Wondering how the silver price charts are calculated ?
The silver price charts show the spot price of silver that is quoted for immediate payment and delivery of silver. The Settlement and delivery of a silver transaction carried out at a spot price is usually executed within one or two business days. The spot price for silver is influenced by a number of factors but at the most fundamental level is purely a function of supply and demand. A division of the New York Stock Exchange (COMEX),and the London commodities market are the preeminent markets whose prices for silver are used as a basis for trading, buying and selling all across the world.
The best known source of the ‘spot price’ of silver or gold was the London Gold and Silver Fixings. They started in 1897 (for silver) and 1919 (for gold), and were fairly simple. A group of ‘market participants’ (mostly banks, 6 for gold and 3 for silver) convened once for silver or twice for gold a day to determine the spot price. They would start with the current spot price, and see if there would be more buyers or sellers if the spot price was kept the same. If more buyers, the price was raised; if more sellers, the price was lowered. This continued until the orders could be filled at one price or the other.
People buying or selling silver or gold outside this process would simply do so at the spot price. This system worked pretty well, and couldn’t easily be manipulated, since real silver and gold was (presumably) changing hands.
Today, the London Fixings still carry on. However, they now really just act as a way to get a once- or twice-a-day value for the price of silver or gold.
However, most silver today is bought or sold based on up-to-the-minute spot prices, which are based on the futures market and the OTC (Over the Counter) market, both of which trade massive amounts of silver and gold (the sheer volume implies that it is for speculation, to take advantage of short-term price fluctuations; most of the silver or gold is never in the hands of the buyers or sellers). In the case of futures markets, computer generated trades appear to dominate, which essentially day trade, likely buying and selling within minutes.In the United States, the COMEX is where the futures contracts are traded. Amazingly, about 447.12 ounces of silver are traded on COMEX for every ounce that is delivered!
Given how much silver is bought or sold by computer programs, and how little is delivered, it appears that the spot price is primarily set by the few people that do this massive amount of day trading in silver. Some people question whether or not the price of silver (or gold) is manipulated, and it is easy to see why. It almost certainly is manipulated, it’s just a question of whether the people manipulating it are doing so intentionally or not.
For the people that think that the silver price is artificially low, the question becomes, ‘If the price is being held down, who is selling silver at an artificially low price?’. The thought is that if the price is artificially low, more people will buy than sell, and eventually there won’t be any more silver to buy. So why is there (almost) always silver to buy?

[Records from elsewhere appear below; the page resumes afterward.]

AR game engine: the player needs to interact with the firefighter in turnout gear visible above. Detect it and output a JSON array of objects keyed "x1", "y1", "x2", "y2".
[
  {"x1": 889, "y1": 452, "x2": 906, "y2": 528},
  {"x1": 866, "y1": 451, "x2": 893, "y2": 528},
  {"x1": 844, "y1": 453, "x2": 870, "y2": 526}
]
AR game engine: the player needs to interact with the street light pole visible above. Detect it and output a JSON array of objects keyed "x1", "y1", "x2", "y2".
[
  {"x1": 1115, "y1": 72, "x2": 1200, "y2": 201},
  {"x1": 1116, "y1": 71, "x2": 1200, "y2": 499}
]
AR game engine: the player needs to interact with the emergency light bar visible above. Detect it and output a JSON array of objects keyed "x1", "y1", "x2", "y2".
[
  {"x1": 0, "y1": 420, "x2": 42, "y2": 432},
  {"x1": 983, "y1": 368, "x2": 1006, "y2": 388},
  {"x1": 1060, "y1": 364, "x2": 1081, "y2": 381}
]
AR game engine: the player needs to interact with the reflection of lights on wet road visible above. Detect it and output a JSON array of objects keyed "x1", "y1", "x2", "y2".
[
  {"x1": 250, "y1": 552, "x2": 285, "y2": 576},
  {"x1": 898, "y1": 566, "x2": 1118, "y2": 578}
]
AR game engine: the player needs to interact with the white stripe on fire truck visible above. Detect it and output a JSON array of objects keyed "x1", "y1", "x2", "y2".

First, the largest source of new silver by far is the mining companies. They have to sell their silver. In theory, they could store it waiting for a better price, but then they won’t have money coming in to pay for their operations. Otherwise, they have to accept whatever the current price is and hedge against the silver price. People aren’t going to buy for much more than the spot price today (unless there isn’t anywhere to get it).
The other major source of silver is recycled silver. The companies melting and refining the old silver don’t care what the price is, since the silver wasn’t theirs to begin with (they have to buy the silver that is being refined). Since they have to both buy and sell, they have to use the current spot price (again, since buyers won’t pay more than the spot price).
For so-called ‘retail silver’ (such as bullion coins, smaller silver bars, and junk silver coins), some of that comes to market through estates. The people selling off the estates aren’t likely to know (or even care) whether the value of silver is higher than the spot price. They will just sell the silver for something close to the spot price. For those that have silver and are looking to sell it themselves, dealers aren’t going to pay higher than the spot price (minus a premium depending on the item), so they need to either sell based on the current spot price, or hold on for a higher price later (but, the spot price could go down by the time they finally get tired of waiting).
So for the most part, the only people that might like to sell silver, but aren’t willing to sell based on the current spot price, are those that are both convinced that the value of silver is much higher than the current spot price, and can wait to sell. And that accounts for a very, very small percentage of the market.
So even if the market is manipulated, and the price is artificially low, that doesn’t mean that silver won’t come to the market.